- Pick one phonics generalization for the week. When picking one to study for the week, I would recommend tying it in with the spelling list for week if possible or read alouds for the week. As always, each child is different, and it is always best to consider where your child is on their phonics knowledge level. A good way to determine this is to use the Spelling Inventory.
- Next, find books that tailor to this phonics generalization… a.k.a. books that have several examples of those types of words. For example, if I were teaching Phonics Generalization # 2 “Words having double e usually have the long e sound”, I would look through books to find one that has a bunch of double e words. As far as I know, there is no specific way of doing this. Just flip through books until you find one that has at least five of those words. Of course, the easier way to do this is to pick a book and then see what phonics generalizations it has in it!
- After introducing the phonics rule to your child, let them explore the book to see how many words they can find that follow the rule. Make a list of all the words they can find.
- After you complete your list, have a more in-depth discussion about the phonics rule. For example, I might say, “Let’s look at the word seed. Let’s pretend we are reading a book and seeing the word for the first time. Let’s sound it out. Se-ed. Do you hear the long e sound? Yes, when there is a word has double e, it usually has the long e sound. Okay, I want you to work with the person sitting next to you. You are going to look through the book again and find words that have double e. When you find a word, try to read it aloud.”
- Let students work with a partner to search for words and practice using their new skill/word knowledge aloud.

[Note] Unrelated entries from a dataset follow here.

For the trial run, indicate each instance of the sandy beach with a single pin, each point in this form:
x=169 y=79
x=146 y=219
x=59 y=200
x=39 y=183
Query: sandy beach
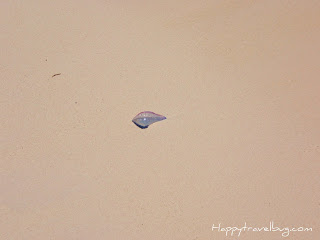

- Next, it is important to link this skill to what else students might be working on in reading workshop, independent reading, or at home. (Studies show if we connect what we learn to what we already know, we have a better chance of remembering the new information and connecting it to other knowledge in the future.) One way to do this is to let students go through their book bins or home library and find other examples of the phonics generalization in other books. Before students search through their books, ask them what should they do if they have trouble reading a word (in this case a double e word). They should remember the phonics generalization and the sound/s it teaches them.
- Finally, bring closure to the lesson. Have your child share what words they found and add them to the list from earlier. End with reminding students that whenever they come across a word that follows that rule to remember the sound/s it makes!